Gregoria Mariska Tunjung mengakui kesulitan yang selalu dihadapinya saat berhadapan dengan pemain-pemain China setelah ia takluk 15-21, 17-21 dari atlet China, Han Yue, dalam perempat final All England 2025. Pertemuan ini membuat rekor pertemuan antara Gregoria dan Han Yue menjadi 4-5 untuk keunggulan pemain China. Gregoria mengakui bahwa hari ini bukanlah penampilan terbaiknya dan ia kesulitan mengimbangi lawan, bukan hanya Han Yue, tetapi juga pola permainan umum dari pemain China yang sulit baginya. Kekalahan ini juga menandai kegagalan ketiga secara beruntun bagi Gregoria untuk mencapai semifinal All England.

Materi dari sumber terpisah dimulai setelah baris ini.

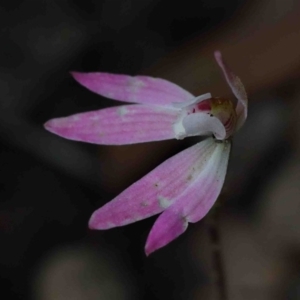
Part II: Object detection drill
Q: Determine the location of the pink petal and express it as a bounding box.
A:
[145,206,188,256]
[45,104,178,145]
[215,51,248,129]
[72,72,194,105]
[145,141,230,255]
[89,139,216,229]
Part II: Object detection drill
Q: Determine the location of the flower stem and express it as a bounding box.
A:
[208,199,228,300]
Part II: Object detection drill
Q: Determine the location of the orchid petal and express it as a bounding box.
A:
[72,72,194,106]
[145,141,230,255]
[89,138,216,229]
[173,93,212,108]
[45,104,178,145]
[215,51,248,130]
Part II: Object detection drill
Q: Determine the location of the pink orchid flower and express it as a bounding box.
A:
[45,51,248,255]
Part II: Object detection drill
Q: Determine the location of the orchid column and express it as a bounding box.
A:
[45,51,247,255]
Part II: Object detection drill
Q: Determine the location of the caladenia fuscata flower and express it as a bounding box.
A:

Gregoria juga mengungkapkan bahwa kondisi fisiknya belum optimal sejak mengalami cedera pada Oktober tahun sebelumnya. Ia berencana untuk meningkatkan massa otot, menurunkan berat badan, tetapi tidak berlebihan agar tetap memiliki tenaga yang cukup. Dengan begitu, ia bisa menjadi lebih ringan dalam bergerak, lebih cepat, dan memiliki kelincahan yang lebih baik. Dengan kegagalan Gregoria, harapan Indonesia untuk meraih gelar juara sektor tunggal putri pupus, dan kini Indonesia menaruh harapannya pada ganda putra.
Pasangan Leo Rolly Carnando/Bagas Maulana dan Sabar Karyaman Gutama/Muhammad Reza Pahlevi Isfahani berhasil melaju ke semifinal dan akan saling berhadapan, memastikan satu tiket final bagi Indonesia. Dengan demikian, Indonesia berharap dapat meraih hasil yang memuaskan di ajang bergengsi All England 2025.